Roberts Miles D, Davis Olivia, Josephs Emily B, Williamson Robert J
ArXiv. 2024 Sep 18:arXiv:2409.11683v1.
Many commonly studied species now have more than one chromosome-scale genome assembly, revealing a large amount of genetic diversity previously missed by approaches that map short reads to a single reference. However, many species still lack multiple reference genomes and correctly aligning references to build pangenomes is challenging, limiting our ability to study this missing genomic variation in population genetics. Here, we argue that $k$-mers are a crucial stepping stone to bridging the reference-focused paradigms of population genetics with the reference-free paradigms of pangenomics. We review current literature on the uses of $k$-mers for performing three core components of most population genetics analyses: identifying, measuring, and explaining patterns of genetic variation. We also demonstrate how different $k$-mer-based measures of genetic variation behave in population genetic simulations according to the choice of $k$, depth of sequencing coverage, and degree of data compression. Overall, we find that $k$-mer-based measures of genetic diversity scale consistently with pairwise nucleotide diversity ($\pi$) up to values of about $\pi = 0.025$ ($R^2 = 0.97$) for neutrally evolving populations. For populations with even more variation, using shorter $k$-mers will maintain the scalability up to at least $\pi = 0.1$. Furthermore, in our simulated populations, $k$-mer dissimilarity values can be reliably approximated from counting bloom filters, highlighting a potential avenue to decreasing the memory burden of $k$-mer based genomic dissimilarity analyses. For future studies, there is a great opportunity to further develop methods to identifying selected loci using $k$-mers.

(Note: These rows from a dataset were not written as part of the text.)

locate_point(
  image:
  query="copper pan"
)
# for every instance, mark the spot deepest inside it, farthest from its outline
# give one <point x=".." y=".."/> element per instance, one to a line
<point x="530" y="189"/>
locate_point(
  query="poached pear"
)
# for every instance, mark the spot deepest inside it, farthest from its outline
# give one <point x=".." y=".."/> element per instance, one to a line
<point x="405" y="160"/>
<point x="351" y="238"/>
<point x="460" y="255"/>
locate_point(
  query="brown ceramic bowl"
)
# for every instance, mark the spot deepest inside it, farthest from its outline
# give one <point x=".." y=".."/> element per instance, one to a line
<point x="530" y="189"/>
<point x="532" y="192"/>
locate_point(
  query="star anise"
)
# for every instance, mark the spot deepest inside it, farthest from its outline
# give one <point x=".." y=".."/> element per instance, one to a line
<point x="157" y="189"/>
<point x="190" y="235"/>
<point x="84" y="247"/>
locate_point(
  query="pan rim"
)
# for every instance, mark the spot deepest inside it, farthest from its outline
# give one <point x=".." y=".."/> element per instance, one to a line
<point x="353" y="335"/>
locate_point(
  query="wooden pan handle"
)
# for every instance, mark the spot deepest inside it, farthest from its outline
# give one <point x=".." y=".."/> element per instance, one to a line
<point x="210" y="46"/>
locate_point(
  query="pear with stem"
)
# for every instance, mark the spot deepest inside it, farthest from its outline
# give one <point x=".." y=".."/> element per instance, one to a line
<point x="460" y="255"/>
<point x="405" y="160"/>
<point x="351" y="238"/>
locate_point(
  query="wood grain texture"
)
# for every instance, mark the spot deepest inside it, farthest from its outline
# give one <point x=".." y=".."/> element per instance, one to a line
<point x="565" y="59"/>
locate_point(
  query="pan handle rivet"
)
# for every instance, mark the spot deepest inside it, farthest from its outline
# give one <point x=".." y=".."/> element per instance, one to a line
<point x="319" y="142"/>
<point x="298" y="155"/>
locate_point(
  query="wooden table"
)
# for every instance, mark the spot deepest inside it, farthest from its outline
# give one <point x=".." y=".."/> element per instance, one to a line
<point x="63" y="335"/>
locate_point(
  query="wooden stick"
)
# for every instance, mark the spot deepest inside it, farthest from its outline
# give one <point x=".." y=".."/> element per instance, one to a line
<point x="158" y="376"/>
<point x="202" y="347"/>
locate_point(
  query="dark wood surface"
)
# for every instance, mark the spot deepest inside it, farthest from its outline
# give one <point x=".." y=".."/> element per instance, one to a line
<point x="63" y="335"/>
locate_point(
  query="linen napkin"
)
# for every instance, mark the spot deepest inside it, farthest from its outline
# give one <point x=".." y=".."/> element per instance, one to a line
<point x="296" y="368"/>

许多常见的研究物种现在有不止一个染色体水平的基因组组装,揭示了大量以前通过将短读长映射到单个参考基因组的方法所遗漏的遗传多样性。然而,许多物种仍然缺乏多个参考基因组,并且将参考基因组正确比对以构建泛基因组具有挑战性,这限制了我们在群体遗传学中研究这种缺失的基因组变异的能力。在这里,我们认为k-mer是连接群体遗传学中以参考为中心的范式与泛基因组学中无参考范式的关键垫脚石。我们回顾了当前关于使用k-mer进行大多数群体遗传学分析的三个核心组成部分的文献:识别、测量和解释遗传变异模式。我们还展示了根据k的选择、测序覆盖深度和数据压缩程度,不同的基于k-mer的遗传变异测量方法在群体遗传模拟中的表现。总体而言,我们发现对于中性进化的群体,基于k-mer的遗传多样性测量与成对核苷酸多样性(π)一致,直到π约为0.025(R² = 0.97)。对于变异更多的群体,使用更短的k-mer将至少保持可扩展性到π = 0.1。此外,在我们的模拟群体中,k-mer差异值可以通过计数布隆过滤器可靠地近似,这突出了减少基于k-mer的基因组差异分析的内存负担的潜在途径。对于未来的研究,有很大的机会进一步开发使用k-mer识别选择位点的方法。